L’initiative fait grand bruit en République démocratique du Congo (RDC). Une pétition est en train d’être signée par des députés de
l’opposition et quelques uns de la majorité, en vue de déposer
une motion de censure contre le premier ministre Adolphe Muzito Mfumunsi. L’initiateur de cette démarche est le député Jean-Lucien Bussa, membre du Mouvement de libération du Congo (MLC). Il nous a accordé une interview.

Notre correspondant en RDC

Jean-Lucien BussaDepuis le 28 avril dernier, Jean-Lucien Bussa fait circuler une pétition auprès des députés afin de les inciter à voter prochainement une motion de censure contre le Premier ministre Adolphe Muzito Mfumunsi et son Gouvernement, dont il critique la gestion du pays depuis leur arrivée, en octobre 2008. Il faudrait qu’il obtienne l’adhésion d’au moins un quart des membres de l’Assemblée nationale, soit 125 signatures, pour que la motion soit jugée recevable. Une fois déposée au bureau du président de l’Assemblée nationale, le débat et le vote devraient intervenir dans les 48 heures. La motion de censure ne pourrait passer qu’en obtenant la majorité absolue des voix, soit 251 votes sur les 500 députés que compte la chambre basse du parlement. Mais la Majorité au pouvoir n’entend pas s’en laisser compter. Elle a décidé de faire bloc autour de son exécutif. Une réalité qui ne semble pas inquiéter Jean-Lucien Bussa.

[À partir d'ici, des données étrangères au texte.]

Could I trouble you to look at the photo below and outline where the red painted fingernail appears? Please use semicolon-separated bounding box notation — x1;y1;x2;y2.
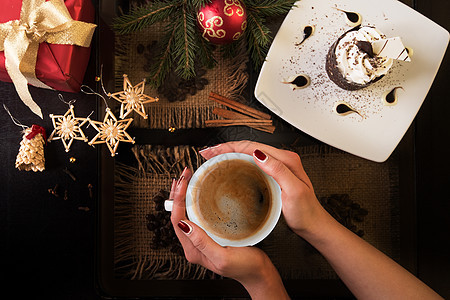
253;149;267;162
177;220;192;234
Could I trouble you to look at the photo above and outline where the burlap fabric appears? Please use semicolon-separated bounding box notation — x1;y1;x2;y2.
115;145;399;279
115;24;248;129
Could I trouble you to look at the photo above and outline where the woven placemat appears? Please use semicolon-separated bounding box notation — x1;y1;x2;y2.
115;23;248;129
114;145;400;279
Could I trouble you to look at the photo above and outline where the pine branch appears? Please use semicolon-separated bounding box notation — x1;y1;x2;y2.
148;23;177;88
245;11;272;70
244;0;296;16
113;0;182;34
172;5;198;79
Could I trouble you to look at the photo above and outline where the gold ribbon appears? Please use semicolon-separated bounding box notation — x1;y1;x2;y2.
0;0;97;118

Afrik.com : Pourquoi voulez vous déposer une motion de censure contre le premier ministre ?

Jean-Lucien Bussa:
Lorsqu’on a échoué, on doit avoir l’honnêteté intellectuelle de pouvoir tirer sa révérence sinon considérer qu’on ne peut plus faire autre chose et passer la main à quelqu’un d’autre ! Mais comme la culture de la démission n’existe pas dans notre pays, nous en tant qu’élus du peuple, ayant constaté la rupture entre le programme du
gouvernement et la réalité de terrain, avons décidé d’agir. Le contrat qui nous lie avec le gouvernement c’est le programme. Si le gouvernement lui-même ne sait plus respecter son programme, ça veut dire qu’il a rompu le contrat qui nous lie avec notre base, le peuple ! A partir de ce moment-là, les députés doivent assumer leur responsabilité pour que nous ne soyons pas tous comptables de cet échec.

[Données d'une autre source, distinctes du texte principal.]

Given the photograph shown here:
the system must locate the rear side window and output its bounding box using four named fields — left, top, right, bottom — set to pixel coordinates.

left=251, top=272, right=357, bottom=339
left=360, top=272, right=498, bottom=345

Afrik.com : Où en êtes-vous de votre démarche ?

Jean-Lucien Bussa:
Les signatures sont en train d’être prises. Nous en sommes à au moins 100. Nous espérons atteindre les 125 signatures le plus vite possible. De lors que c’est fait, conformément à notre règlement intérieur, nous allons déposer le dossier et l’Assemblée nationale va programmer le débat.

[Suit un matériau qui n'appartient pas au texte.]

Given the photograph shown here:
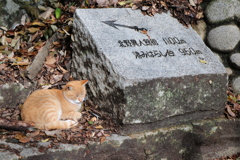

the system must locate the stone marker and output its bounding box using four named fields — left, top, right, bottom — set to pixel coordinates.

left=72, top=8, right=227, bottom=124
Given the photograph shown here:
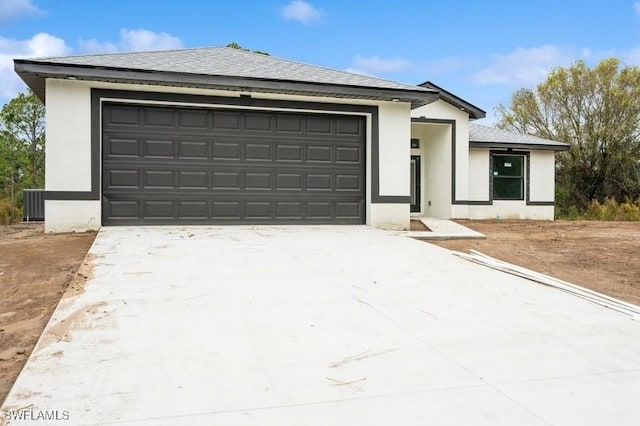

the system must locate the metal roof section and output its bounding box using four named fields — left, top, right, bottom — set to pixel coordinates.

left=419, top=81, right=487, bottom=120
left=14, top=47, right=438, bottom=108
left=469, top=123, right=569, bottom=151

Afrik.com : Pensez vous que votre motion de censure contre le premier ministre va réussir ?

Jean-Lucien Bussa:
La réussite pour nous ne signifie pas forcément que la majorité nous accompagne ou que la majorité soit consciente de la misère du peuple. La réussite, pour nous, consiste à prendre date et dire à notre peuple que nous avons constaté l’échec du gouvernement, que nous avons proposé la solution et que les collègues de la majorité nous ont suivi ou non. Que ce soient les députés de l’opposition ou ceux de la majorité, nous sommes tous des représentants du peuple. Ou nous avons conscience que nous travaillons pour le peuple et faisons des propositions
crédibles, ou nous n’avons pas conscience que nous travaillons pour le
peuple et nous défendons nos propres intérêts ! Donc, pour ma part, que la motion soit conclue par le départ du premier ministre ou pas, ce n’est pas la tête du premier ministre qui nous importe, mais le changement de la qualité du management de l’Etat. C’est ça qui nous importe le plus.